Non-repudiation implies that one party of a transaction can not deny having received a transaction nor can the other party deny having sent a transaction.
Non-repudiation is a major issue in credit card transactions, on-line auctions and various business contracts. The best way to secure confidential applications such as credit card transcations is to use a convertible authenticated encryption (CAE) scheme simultaneously satisfying the properties of authenticity, confidentiality and non-repudiation. It allows the user to ensure that the message has been sent and received by the correct person.
For example: Electronic commerce uses technology such as digital signatures to establish authenticity and non-repudiation.
Utility means usefulness and usability. For example, suppose someone encrypted data on disk to prevent unauthorized access or undetected modifications – and then lost the decryption key: that would be a breach of utility. The data would be confidential, controlled, integral, authentic, and available – they just wouldn’t be useful in that form. Similarly, conversion of salary data from one currency into an inappropriate currency would be a breach of utility, as would the storage of data in a format inappropriate for a specific computer architecture; e.g., EBCDIC instead of ASCII or 9-track magnetic tape instead of DVD-ROM. A tabular representation of data substituted for a graph could be described as a breach of utility if the substitution made it more difficult to interpret the data. Utility is often confused with availability because breaches such as those described in these examples may also require time to work around the change in data format or presentation. However, the concept of usefulness is distinct from that of availability.

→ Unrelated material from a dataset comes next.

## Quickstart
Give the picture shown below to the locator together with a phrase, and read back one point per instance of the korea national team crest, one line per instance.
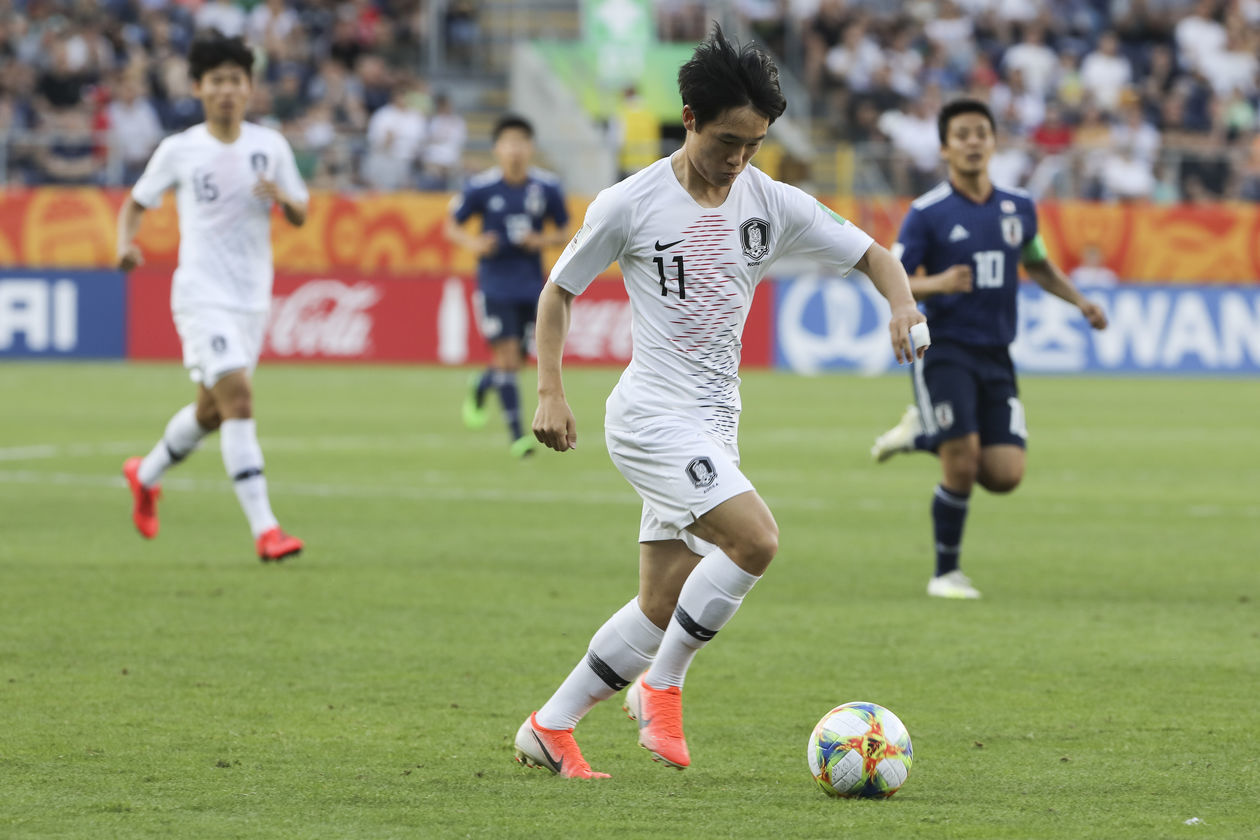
(701, 472)
(755, 239)
(1012, 231)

The IA process typically begins with the enumeration and classification of the information assets to be protected. Next, the IA practitioner will perform a risk assessment. This assessment considers both the probability and impact of the undesired events. The probability component may be subdivided into threats and vulnerabilities. The impact component is usually measured in terms of cost. The product of these values is the total risk.
Based on the risk assessment, the IA practitioner will develop a risk management plan. This plan proposes countermeasures that involve mitigating, eliminating, accepting, or transferring the risks, and considers prevention, detection, and response. A framework, such as Risk IT, CobiT, PCI DSS, ISO 17799 or ISO/IEC 27002, may be utilized in designing this plan. Countermeasures may include tools such as firewalls and anti-virus software, policies and procedures such as regular backups and configuration hardening, training such as security awareness education, or restructuring such as forming an computer security incident response team (CSIRT) or computer emergency response team (CERT). The cost and benefit of each countermeasure is carefully considered. Thus, the IA practitioner does not seek to eliminate all risks, were that possible, but to manage them in the most cost-effective way.

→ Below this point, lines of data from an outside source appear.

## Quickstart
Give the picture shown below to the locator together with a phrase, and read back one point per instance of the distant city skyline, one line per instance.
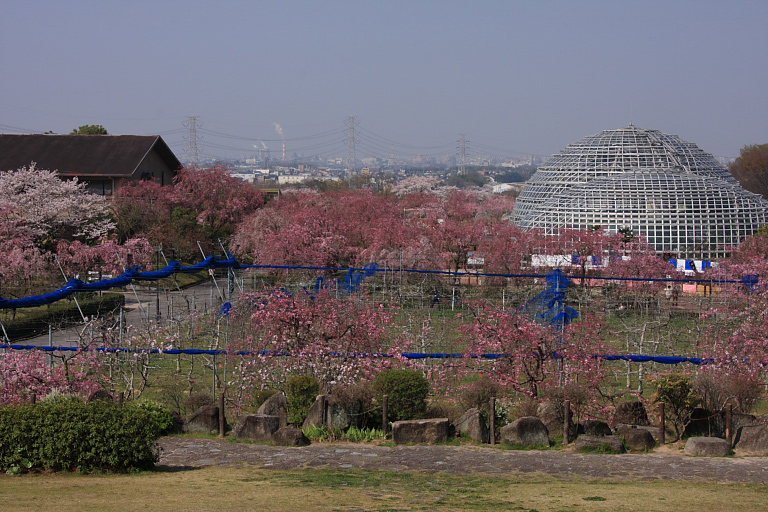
(516, 78)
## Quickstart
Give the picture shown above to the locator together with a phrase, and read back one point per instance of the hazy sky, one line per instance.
(514, 76)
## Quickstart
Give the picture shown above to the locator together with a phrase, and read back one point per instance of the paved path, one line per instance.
(196, 452)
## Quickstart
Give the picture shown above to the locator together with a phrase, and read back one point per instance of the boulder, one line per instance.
(337, 414)
(430, 431)
(704, 423)
(472, 424)
(632, 413)
(275, 405)
(637, 439)
(290, 436)
(527, 431)
(597, 428)
(316, 413)
(101, 394)
(605, 444)
(256, 427)
(552, 415)
(752, 438)
(707, 446)
(652, 430)
(205, 420)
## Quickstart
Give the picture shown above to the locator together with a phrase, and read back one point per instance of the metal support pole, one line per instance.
(384, 412)
(222, 421)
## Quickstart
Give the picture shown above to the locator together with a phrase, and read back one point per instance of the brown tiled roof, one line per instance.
(83, 155)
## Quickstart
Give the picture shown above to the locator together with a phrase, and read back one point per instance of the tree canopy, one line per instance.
(751, 168)
(89, 129)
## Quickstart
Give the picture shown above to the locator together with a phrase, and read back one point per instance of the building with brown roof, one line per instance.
(101, 161)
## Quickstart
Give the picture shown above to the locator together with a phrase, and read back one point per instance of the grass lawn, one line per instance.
(239, 489)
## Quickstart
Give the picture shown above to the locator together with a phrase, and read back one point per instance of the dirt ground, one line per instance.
(667, 463)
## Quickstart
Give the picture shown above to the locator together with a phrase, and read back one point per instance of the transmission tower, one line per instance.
(350, 123)
(462, 148)
(192, 151)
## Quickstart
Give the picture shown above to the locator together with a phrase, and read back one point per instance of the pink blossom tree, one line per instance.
(51, 208)
(339, 341)
(534, 357)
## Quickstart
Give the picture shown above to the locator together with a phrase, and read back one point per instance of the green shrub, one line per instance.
(68, 434)
(300, 392)
(162, 414)
(676, 390)
(261, 396)
(407, 391)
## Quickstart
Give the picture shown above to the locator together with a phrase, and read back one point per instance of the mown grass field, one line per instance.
(242, 489)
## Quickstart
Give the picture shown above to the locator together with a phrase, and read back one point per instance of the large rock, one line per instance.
(317, 412)
(256, 427)
(704, 423)
(290, 436)
(100, 394)
(275, 405)
(596, 428)
(632, 413)
(337, 414)
(553, 416)
(637, 439)
(205, 420)
(707, 446)
(604, 444)
(653, 431)
(472, 424)
(526, 431)
(430, 431)
(752, 438)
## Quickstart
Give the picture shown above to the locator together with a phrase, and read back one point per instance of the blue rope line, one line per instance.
(212, 262)
(407, 355)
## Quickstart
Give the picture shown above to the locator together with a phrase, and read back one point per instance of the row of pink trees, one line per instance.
(203, 205)
(46, 221)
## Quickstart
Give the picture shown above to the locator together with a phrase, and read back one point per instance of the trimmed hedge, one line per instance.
(300, 392)
(407, 390)
(68, 434)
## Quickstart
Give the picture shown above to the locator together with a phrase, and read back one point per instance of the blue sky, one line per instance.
(515, 77)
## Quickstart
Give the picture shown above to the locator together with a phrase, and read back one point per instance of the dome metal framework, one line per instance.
(679, 197)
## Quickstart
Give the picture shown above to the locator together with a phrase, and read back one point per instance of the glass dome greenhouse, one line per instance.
(680, 198)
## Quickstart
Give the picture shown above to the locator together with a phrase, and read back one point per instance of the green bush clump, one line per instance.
(300, 392)
(407, 391)
(162, 414)
(68, 434)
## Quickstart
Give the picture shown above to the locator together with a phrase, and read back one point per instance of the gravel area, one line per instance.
(664, 464)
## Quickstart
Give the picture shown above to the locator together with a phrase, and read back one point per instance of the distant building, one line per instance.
(660, 186)
(103, 162)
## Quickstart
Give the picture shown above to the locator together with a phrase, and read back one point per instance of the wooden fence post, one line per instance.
(384, 412)
(492, 418)
(222, 420)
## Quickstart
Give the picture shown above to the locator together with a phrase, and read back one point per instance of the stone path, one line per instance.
(196, 452)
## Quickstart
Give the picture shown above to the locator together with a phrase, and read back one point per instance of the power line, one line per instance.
(351, 122)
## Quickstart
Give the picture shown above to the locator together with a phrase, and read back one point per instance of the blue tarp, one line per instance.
(407, 355)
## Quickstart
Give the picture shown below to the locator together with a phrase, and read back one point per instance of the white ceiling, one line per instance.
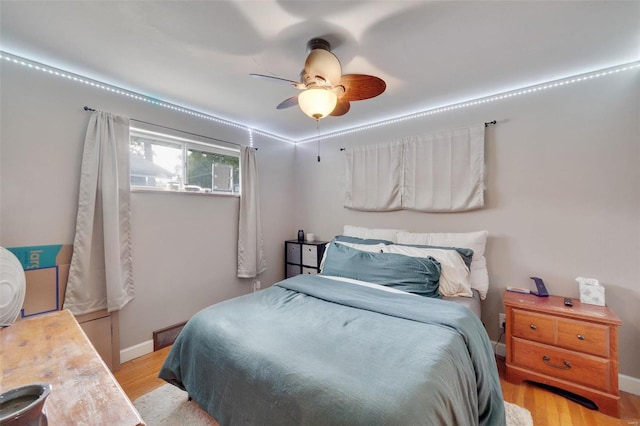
(198, 54)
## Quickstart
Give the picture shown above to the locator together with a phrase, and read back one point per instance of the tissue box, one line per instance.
(592, 294)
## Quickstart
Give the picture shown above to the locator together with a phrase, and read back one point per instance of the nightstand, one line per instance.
(570, 348)
(303, 257)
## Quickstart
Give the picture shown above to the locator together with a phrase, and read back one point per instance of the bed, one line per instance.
(337, 349)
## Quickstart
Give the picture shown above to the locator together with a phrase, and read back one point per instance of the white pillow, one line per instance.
(371, 234)
(455, 278)
(476, 241)
(373, 248)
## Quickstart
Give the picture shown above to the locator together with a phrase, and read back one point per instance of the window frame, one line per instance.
(185, 145)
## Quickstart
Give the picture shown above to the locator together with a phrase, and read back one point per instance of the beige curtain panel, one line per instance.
(100, 275)
(438, 172)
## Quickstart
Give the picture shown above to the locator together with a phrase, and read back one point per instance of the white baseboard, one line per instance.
(625, 383)
(629, 384)
(136, 351)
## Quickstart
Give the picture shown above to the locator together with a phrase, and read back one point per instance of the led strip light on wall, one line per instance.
(133, 95)
(477, 101)
(482, 100)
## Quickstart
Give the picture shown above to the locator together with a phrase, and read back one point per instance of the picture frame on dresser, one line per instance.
(573, 348)
(303, 257)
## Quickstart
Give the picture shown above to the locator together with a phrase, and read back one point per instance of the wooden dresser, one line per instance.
(571, 348)
(52, 348)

After the risk management plan is implemented, it is tested and evaluated, perhaps by means of formal audits. The IA process is cyclical; the risk assessment and risk management plan are continuously revised and improved based on data gleaned from evaluation.
There are a number of international and national bodies that issued standards in Information Assurance
Information security professionalism is the set of knowledge, skills and work ethic that people working in Information security and similar fields (Information Assurance and Computer security) should have. Some advocate that these characteristics should be demonstrated through certifications from respected organizations. Others question the maturity and effectiveness of certifications which exist today.